Cuenta Levinás que en el campo de concentración durante el regimen nazi había un perro que
deambulaba con allí. uando los prisioneros regresaban de trabajar, ese perro al que llamaban
Bobby los recibía ladrando de alegría. Ningún hombre, dice Levinás, sino un perro, los reconocía
como seres humanos. Sólo un animal recompuso la humanidad que el ser humano estaba
destruyendo. ¿Cuánto le debemos al Otro?
Pensar éticamente el vínculo entre lo humano y lo animal es pensar nuestra responsabilidad por el
sufrimiento de los Otros. ¿Quiénes son hoy nuestros animales?

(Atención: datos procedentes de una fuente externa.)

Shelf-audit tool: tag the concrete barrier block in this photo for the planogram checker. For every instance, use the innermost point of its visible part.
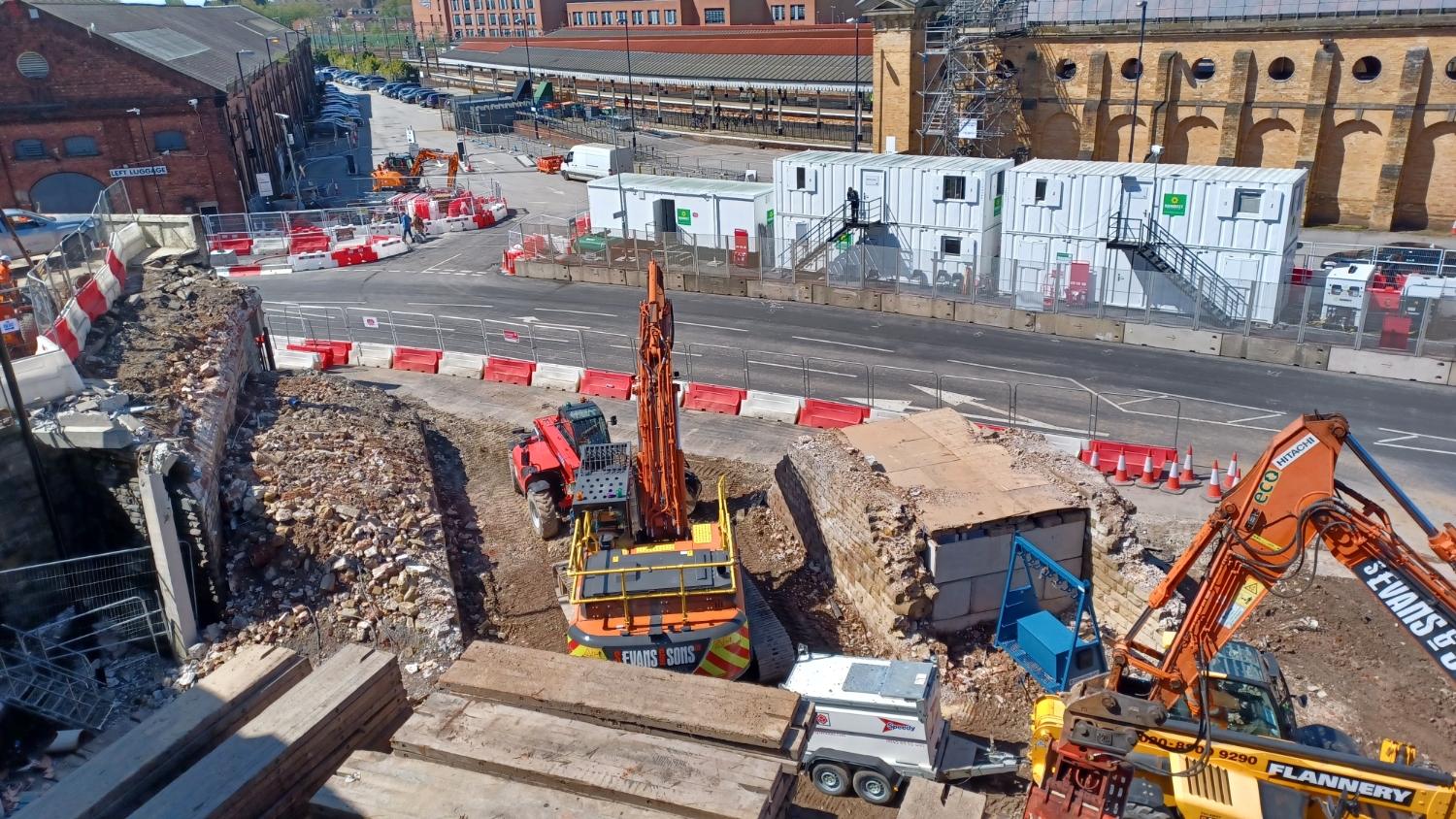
(1203, 343)
(556, 377)
(379, 357)
(990, 314)
(771, 407)
(1388, 366)
(462, 364)
(296, 360)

Pero, ¿a dónde está el Otro, afuera o adentro?


Hay un filósofo francés llamado Jean Luc Nancy, que hace unos años sufrió una enfermedad
cardíaca degenerativa que sólo podía resolverse con un transplante de corazón. El transplante lo
salvó y obviamente cambió su vida e impactó de lleno en su filosofía. Al poco tiempo lo
convocaron a disertar a un congreso en Europa sobre la cuestión del extranjero. Y Nancy decidió,
allí, narrar la experiencia de su transplante. No fue casual. Su propio corazón lo estaba matando,
pero fue el corazón anónimo de un Otro el que lo salvó.
Lo propio lo estaba destruyendo, lo extraño le dió vida. Qué paradoja. Nancy decidió titular a la
disertación con "El intruso". ¿Cuál corazón era el intruso, el ajeno o el propio?
¿No somos todos mixtos? ¿No somos todos Otros?